Table 1 The FAIR guiding principles for scientific data management and stewardship [from (Wilkinson et al. 2016)]
Specific to data sharing with respect to the 3Rs, the NTP Interagency Center for Evaluation of Alternative Toxicological Methods (NICEATM) has built the Integrated Chemical Environment (ICE: https://ice.ntp.niehs.nih.gov/) to apply FAIR principles to both non-animal in vitro and in silico data as well as legacy in vivo animal data (Bell et al. 2017). The data integrator portion of ICE is a portal through which users can compare alternative approaches and build predictive models using the existing animal data as anchoring endpoints, to help establish scientific confidence in new approaches. In coordination with the Interagency Coordinating Committee for the Validation of Alternative Methods (ICCVAM), and the 16 federal agencies who sit on the committee, NICEATM is also helping to develop a U.S. Strategic Roadmap for Modernizing Safety Testing of Chemicals and Medical Products (https://ntp.niehs.nih.gov/go/natl-strategy). One of the strategic goals of the roadmap is to foster the use of efficient, flexible, and robust practises to establish confidence in new methods (Casey 2016). Some specific objectives related to this goal include identifying and collating sources of high-quality human toxicological and exposure data, creating centralized data access points that are publicly available and easily accessible, actively soliciting the submission and collation of parallel data from existing animal studies and new alternative methods, and leveraging partnerships and complimentary initiatives, all of which necessitate FAIR data sharing practises.
Certain aspects of the FAIR principles are especially challenging, for both NIH and the broader scientific community.
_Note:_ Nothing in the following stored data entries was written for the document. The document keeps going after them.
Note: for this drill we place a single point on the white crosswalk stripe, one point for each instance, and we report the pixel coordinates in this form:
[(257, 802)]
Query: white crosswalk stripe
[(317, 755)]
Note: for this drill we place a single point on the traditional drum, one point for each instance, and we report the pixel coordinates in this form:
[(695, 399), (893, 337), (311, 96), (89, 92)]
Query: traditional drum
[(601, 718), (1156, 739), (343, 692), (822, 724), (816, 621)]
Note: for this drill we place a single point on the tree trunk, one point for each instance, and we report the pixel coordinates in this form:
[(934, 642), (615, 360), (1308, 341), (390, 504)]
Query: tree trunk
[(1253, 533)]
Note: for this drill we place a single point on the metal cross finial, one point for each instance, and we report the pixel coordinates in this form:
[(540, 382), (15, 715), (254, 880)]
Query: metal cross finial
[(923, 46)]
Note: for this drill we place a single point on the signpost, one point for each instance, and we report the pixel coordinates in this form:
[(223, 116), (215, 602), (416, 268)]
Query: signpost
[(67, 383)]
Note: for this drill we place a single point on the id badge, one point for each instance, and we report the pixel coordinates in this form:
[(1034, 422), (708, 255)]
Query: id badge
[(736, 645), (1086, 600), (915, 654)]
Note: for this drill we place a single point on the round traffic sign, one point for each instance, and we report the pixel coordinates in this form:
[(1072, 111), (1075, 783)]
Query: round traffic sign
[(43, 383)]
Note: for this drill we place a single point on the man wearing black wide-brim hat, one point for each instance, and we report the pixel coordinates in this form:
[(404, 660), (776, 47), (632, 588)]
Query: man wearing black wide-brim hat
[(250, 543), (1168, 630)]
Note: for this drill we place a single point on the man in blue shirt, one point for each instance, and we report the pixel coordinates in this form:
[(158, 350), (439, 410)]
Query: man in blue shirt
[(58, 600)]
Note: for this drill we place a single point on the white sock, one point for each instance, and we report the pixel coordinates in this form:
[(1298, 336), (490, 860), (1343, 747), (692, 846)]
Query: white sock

Interoperability and reusability of data depend largely upon the questions at hand, and require agreement and coordination across many parties. There are other, purely practical, issues that arise due to the size of datasets and policies around sensitive information that result in situations where the data may not be movable, and computation must be moved to the data. Further, under the reality of finite resources, the scientific community must guide prioritization of data storage, access, analysis, and maintenance.